Однако Госпожа считала, что порка раз в неделю — это мало, а потому никогда не упускала случая, придравшись к чему-нибудь, выпороть провинившегося и посредине недели. И мы очень старались, чтобы этого не произошло. Как-то одно время летом еженедельная порка розгами была заменена на ежедневное (по три раза в день, как минимум) сечение крапивой, но продолжалось это недолго. Если Госпоже случалось куда-нибудь уехать на продолжительный срок, скажем, например, по делам своего бизнеса или на отдых, то никаких наказаний в ее отсутствие, разумеется, не было, но потом все недополученные удары возмещались сполна. Иногда, чтобы усилить эффективность наказания, Госпожа наносила удары не поперек, то есть по двум ягодицам сразу, а вдоль, то есть сначала по одной, а потом по другой половинке.
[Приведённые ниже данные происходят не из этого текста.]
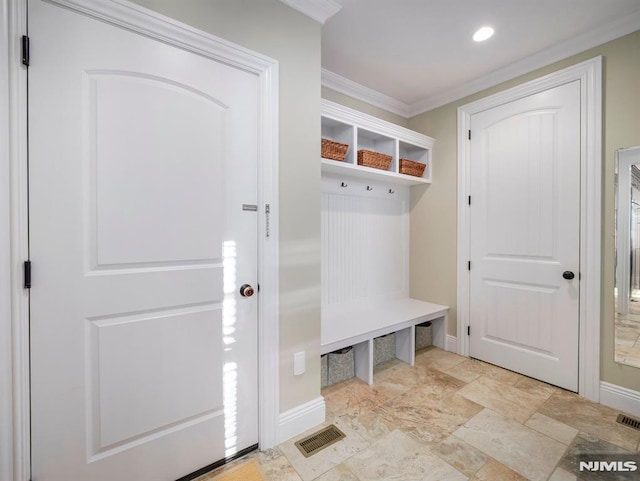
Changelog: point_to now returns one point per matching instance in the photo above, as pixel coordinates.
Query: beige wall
(268, 27)
(364, 107)
(433, 217)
В таком случае, хоть на каждую половинку и приходилось по двадцать пять ударов, но в общей сложности, так как их количество удваивалось, их получаюсь пятьдесят. Бывало, что после экзекуции Госпожа посылала нас куда-то с каким-либо поручением, так что нам приходилось по дому ходить пешком или ездить в общественном транспорте, а так как для этого, понятное дело, нам нужно было одевать трусы со штанами, то боль, несколько притихавшая после окончания процедуры, от постепенного натирания материей начинала полыхать с новой силой. По праздникам в доме Госпожи часто собирались ее друзья и знакомые, с которыми она устраивала шумные вечеринки, где все было пропитано духом разврата и садомазохизму. А мне со Светкой приходилось их обслуживать. При этом разогретые спиртным дамы запросто могли оттрахать любого из нас в задницу, понятное дело, что не без некоторых искусственных приспособлений. Впрочем, сделать это могли и мужчины, но это уже со Светкой, так как право никоим образом нe совокупляться с мужчинами я себе выторговал заранее.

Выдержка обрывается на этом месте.